The generated code should look like this:
# pip install requests
import requests
url = (
"https://www.amazon.com/Portable-Mechanical-Keyboard-MageGee-Backlit/dp/B098LG3N6R/"
)
apikey = "<YOUR_ZENROWS_API_KEY>"
params = {
"url": url,
"apikey": apikey,
"js_render": "true",
"premium_proxy": "true",
"autoparse": "true",
}
response = requests.get("https://api.zenrows.com/v1/", params=params)
print(response.text)
The above code outputs the following JSON data:
{
"answers": "Search this page",
"availability": "In Stock",
"avg_rating": "4.4 out of 5 stars",
"category": "Video Games > PC > Accessories > Gaming Keyboards",
"discount": "-35%-19%",
"out_of_stock": false,
"price": "$24.94",
"title": "MageGee Portable 60% Mechanical Gaming Keyboard, MK-Box LED Backlit Compact 68 Keys Mini Wired Office Keyboard with Red Switch for Windows Laptop PC Mac - Black/Grey",
"features": [
{"Product Dimensions": "12.13 x 3.98 x 1.54 inches"},
{"Item Weight": "1.5 pounds"},
{"Manufacturer": "MageGee"},
# ... omitted for brevity,
],
"ratings": [
{"5 star": "67%"},
{"4 star": "17%"},
# ... omitted for brevity,
],
"images": ["https://m.media-amazon.com/images/I/618zZ7u3sUL._AC_SL1500_.jpg"],
}
Congratulations!

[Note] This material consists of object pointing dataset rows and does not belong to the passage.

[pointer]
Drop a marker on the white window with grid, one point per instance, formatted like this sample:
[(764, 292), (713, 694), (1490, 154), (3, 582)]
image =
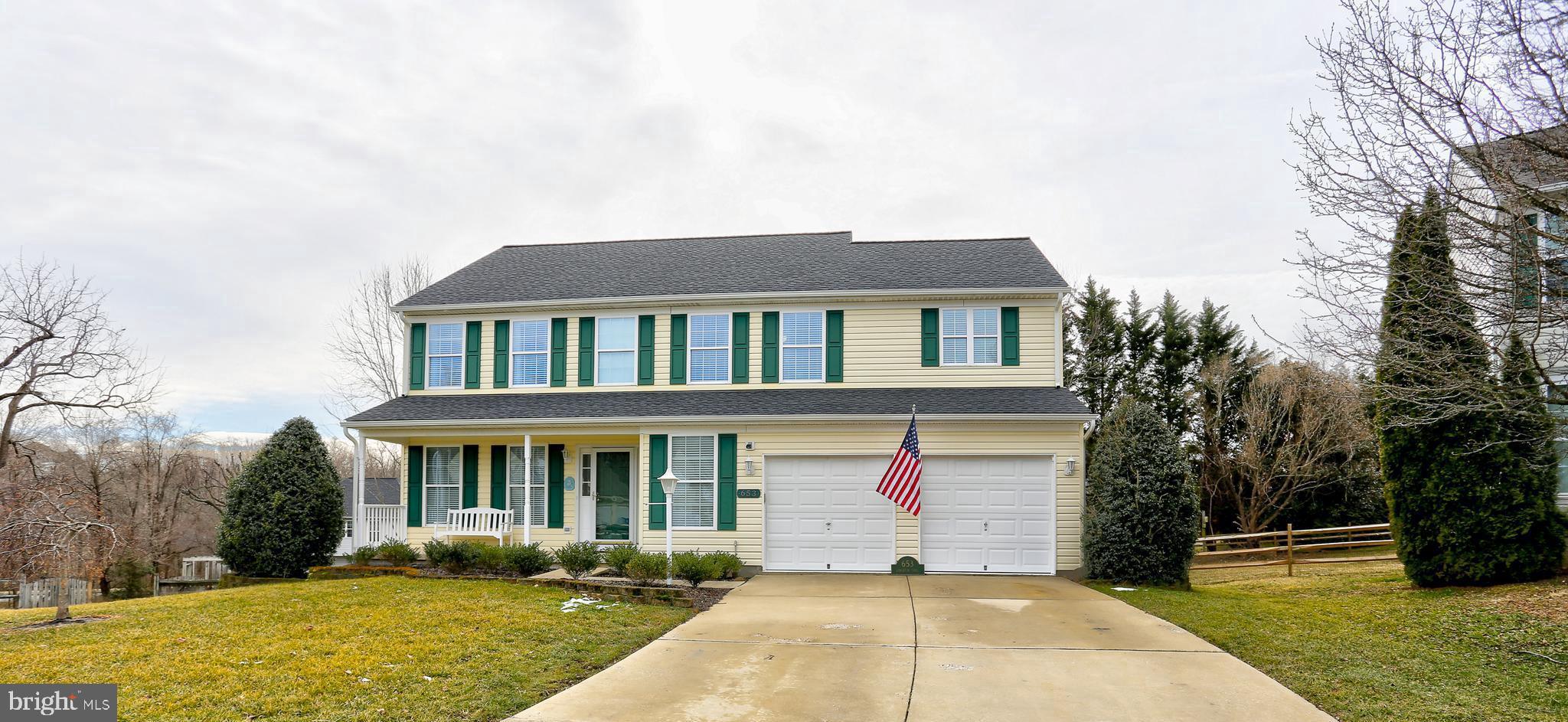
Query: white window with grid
[(531, 352), (971, 336), (707, 348), (444, 355), (443, 482), (616, 351), (516, 463), (803, 348), (695, 462)]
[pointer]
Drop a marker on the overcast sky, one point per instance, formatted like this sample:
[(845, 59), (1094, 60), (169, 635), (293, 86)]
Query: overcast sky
[(224, 172)]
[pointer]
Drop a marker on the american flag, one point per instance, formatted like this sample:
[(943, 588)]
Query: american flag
[(902, 481)]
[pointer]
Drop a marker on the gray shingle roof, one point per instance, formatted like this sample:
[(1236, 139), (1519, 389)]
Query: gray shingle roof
[(739, 264), (717, 402)]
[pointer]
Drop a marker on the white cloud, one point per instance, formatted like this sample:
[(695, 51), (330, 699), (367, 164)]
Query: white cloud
[(227, 172)]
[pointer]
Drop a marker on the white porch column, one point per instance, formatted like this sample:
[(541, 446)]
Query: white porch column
[(360, 492), (528, 488)]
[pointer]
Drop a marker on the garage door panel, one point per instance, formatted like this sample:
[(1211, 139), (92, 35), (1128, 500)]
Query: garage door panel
[(988, 514), (824, 514)]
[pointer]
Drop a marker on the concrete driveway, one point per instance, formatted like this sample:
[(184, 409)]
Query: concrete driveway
[(861, 647)]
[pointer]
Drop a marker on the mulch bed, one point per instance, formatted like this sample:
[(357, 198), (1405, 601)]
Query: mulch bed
[(54, 623)]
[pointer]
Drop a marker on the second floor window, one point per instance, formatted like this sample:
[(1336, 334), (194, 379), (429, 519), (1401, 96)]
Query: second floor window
[(803, 351), (709, 348), (446, 357), (616, 351), (531, 352), (971, 336)]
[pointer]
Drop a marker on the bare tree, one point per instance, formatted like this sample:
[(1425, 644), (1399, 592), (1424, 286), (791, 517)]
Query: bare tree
[(47, 529), (1300, 430), (368, 338), (60, 352), (1466, 100)]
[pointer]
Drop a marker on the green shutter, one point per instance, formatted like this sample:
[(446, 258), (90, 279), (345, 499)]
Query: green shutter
[(1010, 336), (676, 349), (471, 355), (471, 476), (416, 485), (645, 351), (557, 352), (502, 354), (556, 492), (835, 346), (770, 348), (930, 339), (585, 351), (740, 349), (499, 476), (416, 357), (727, 481), (658, 462)]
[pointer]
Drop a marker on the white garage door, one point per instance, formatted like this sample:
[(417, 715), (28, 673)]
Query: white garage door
[(824, 514), (988, 514)]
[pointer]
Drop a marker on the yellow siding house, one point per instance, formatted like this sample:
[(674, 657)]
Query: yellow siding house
[(550, 387)]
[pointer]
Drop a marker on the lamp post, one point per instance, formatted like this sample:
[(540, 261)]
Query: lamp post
[(668, 484)]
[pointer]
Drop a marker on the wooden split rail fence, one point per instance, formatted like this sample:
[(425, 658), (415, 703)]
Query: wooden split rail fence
[(1285, 548)]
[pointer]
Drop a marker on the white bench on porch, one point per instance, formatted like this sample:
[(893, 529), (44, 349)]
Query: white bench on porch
[(475, 523)]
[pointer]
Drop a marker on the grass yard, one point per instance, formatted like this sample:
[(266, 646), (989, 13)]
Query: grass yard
[(380, 648), (1363, 644)]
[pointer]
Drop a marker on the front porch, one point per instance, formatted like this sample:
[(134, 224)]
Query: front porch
[(513, 487)]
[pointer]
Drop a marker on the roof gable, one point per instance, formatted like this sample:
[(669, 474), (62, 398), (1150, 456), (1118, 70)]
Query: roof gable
[(739, 264)]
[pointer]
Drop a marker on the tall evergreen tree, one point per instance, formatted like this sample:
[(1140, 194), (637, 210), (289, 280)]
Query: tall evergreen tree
[(1171, 369), (1530, 433), (284, 511), (1142, 348), (1454, 484), (1140, 509), (1099, 364)]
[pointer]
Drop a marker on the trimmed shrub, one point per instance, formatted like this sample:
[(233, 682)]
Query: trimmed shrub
[(694, 569), (579, 557), (127, 578), (284, 512), (1140, 511), (397, 551), (492, 557), (455, 557), (725, 564), (618, 556), (646, 567), (364, 554), (528, 559)]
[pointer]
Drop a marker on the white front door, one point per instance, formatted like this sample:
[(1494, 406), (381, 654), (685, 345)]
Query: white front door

You've just scraped data from Amazon with ease using ZenRows. Your scraper will now bypass potential and active anti-bot measures.
Conclusion
In this tutorial, you've seen how to scrape Amazon product pages and listings using Requests and BeautifulSoup in Python. Here's a summary of what you've learned:
- Get the full-page HTML of an Amazon product page.
- Scrape specific product details from an Amazon product page.

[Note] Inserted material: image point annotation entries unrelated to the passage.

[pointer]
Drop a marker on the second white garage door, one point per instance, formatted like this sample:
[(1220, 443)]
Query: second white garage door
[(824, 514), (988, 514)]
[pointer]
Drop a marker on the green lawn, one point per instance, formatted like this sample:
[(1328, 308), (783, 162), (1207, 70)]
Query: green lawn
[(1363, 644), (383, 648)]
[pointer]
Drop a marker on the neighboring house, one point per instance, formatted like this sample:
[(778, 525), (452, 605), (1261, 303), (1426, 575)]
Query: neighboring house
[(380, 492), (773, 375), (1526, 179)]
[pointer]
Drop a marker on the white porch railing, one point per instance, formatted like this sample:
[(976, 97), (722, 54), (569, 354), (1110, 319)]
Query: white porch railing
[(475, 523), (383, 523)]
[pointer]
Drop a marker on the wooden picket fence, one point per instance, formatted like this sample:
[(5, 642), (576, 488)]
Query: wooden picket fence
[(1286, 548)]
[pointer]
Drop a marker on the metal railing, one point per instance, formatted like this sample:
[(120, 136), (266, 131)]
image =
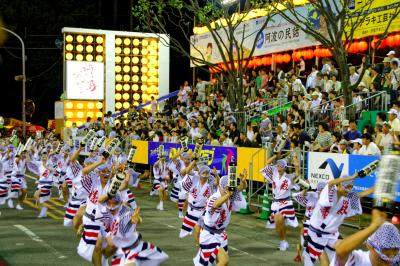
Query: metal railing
[(378, 101), (319, 113)]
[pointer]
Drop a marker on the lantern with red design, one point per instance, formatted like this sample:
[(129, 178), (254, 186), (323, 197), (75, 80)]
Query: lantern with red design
[(286, 58)]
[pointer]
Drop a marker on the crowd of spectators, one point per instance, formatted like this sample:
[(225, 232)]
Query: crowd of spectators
[(205, 110)]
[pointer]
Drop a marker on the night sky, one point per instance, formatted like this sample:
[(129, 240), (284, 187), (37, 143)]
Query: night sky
[(39, 23)]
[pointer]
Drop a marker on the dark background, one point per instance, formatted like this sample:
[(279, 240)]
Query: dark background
[(39, 23)]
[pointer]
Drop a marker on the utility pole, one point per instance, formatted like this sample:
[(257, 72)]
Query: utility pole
[(23, 78)]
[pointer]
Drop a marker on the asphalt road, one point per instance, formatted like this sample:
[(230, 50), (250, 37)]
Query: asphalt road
[(27, 240)]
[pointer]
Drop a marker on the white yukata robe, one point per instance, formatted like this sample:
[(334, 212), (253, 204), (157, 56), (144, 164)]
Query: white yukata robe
[(328, 215), (281, 190)]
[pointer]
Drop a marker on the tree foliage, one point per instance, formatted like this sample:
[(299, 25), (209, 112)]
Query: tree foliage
[(226, 29), (340, 23)]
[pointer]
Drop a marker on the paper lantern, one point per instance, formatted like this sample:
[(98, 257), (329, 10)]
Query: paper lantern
[(127, 41), (69, 47), (362, 46), (278, 58), (126, 87), (374, 43), (397, 39), (79, 48), (135, 60), (69, 115), (125, 96), (310, 54), (89, 48), (69, 105), (89, 39), (126, 105), (99, 39), (79, 57), (99, 48), (250, 64), (391, 41), (79, 38), (69, 56), (89, 57), (264, 61), (69, 38), (135, 42), (127, 59), (135, 78)]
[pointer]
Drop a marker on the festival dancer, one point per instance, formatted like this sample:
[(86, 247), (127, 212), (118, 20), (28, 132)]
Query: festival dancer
[(199, 188), (123, 240), (336, 202), (18, 185), (282, 210), (382, 240), (161, 178), (213, 239), (307, 199)]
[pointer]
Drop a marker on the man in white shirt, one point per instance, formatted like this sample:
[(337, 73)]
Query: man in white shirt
[(357, 144), (386, 142), (353, 75), (394, 122), (315, 100), (297, 86), (312, 78), (369, 147)]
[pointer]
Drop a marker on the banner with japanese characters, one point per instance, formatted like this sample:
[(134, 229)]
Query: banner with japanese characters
[(378, 14), (278, 36), (324, 166), (218, 156)]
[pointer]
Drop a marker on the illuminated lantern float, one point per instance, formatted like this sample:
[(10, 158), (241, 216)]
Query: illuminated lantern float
[(111, 71)]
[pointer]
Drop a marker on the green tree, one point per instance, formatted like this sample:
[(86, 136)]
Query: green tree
[(339, 21), (227, 30)]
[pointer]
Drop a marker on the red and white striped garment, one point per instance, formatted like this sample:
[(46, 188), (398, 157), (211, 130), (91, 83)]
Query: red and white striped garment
[(281, 190), (325, 221), (45, 179), (124, 236), (198, 196), (210, 243)]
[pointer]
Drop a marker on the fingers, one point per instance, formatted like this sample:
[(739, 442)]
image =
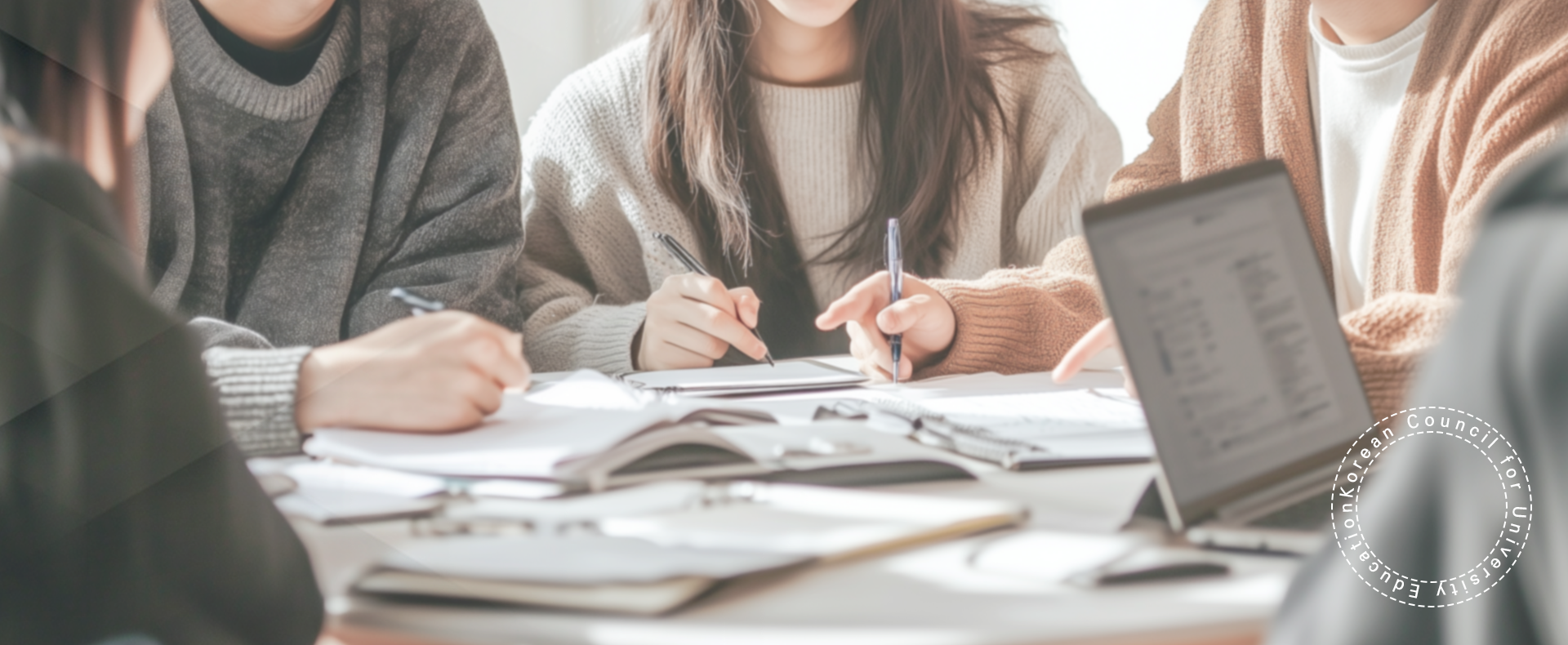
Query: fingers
[(903, 314), (715, 323), (874, 352), (499, 362), (746, 305), (864, 299), (1098, 338)]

- Extract data from Amazon's search result pages.
- Crawl several Amazon listings by implementing pagination with the Requests library.
- Export the extracted data to a CSV file.
- The challenges of scraping data from Amazon.
With all said and done, web scraping Amazon can be challenging. We recommend using the ZenRows Amazon scraper, which gets you all the data you want without stress.
Try ZenRows for free now without a credit card!
Frequent Questions
How Does Amazon Detect Scraping?
Yes, Amazon can detect scraping activities by checking your IP address, browser parameters, User Agents, and referrer header, among other details. Once it flags you as a bot, the website will throw a CAPTCHA. If your scraper can't solve the CAPTCHA puzzle, Amazon may block your IP address.
Does Amazon Allow Web Scraping?
Definitely! But there's a caveat: Amazon uses rate-limiting and can block your IP address if you overburden the website. It also checks HTTP headers and blocks you if your activity seems suspicious.
If you try to crawl through multiple pages simultaneously without using rotating proxies, you can get blocked. Amazon's web pages also have different structures, and even different product pages have different HTML structures. Building a robust web crawling application can take a lot of work.
However, scraping product prices, reviews and listings is legal.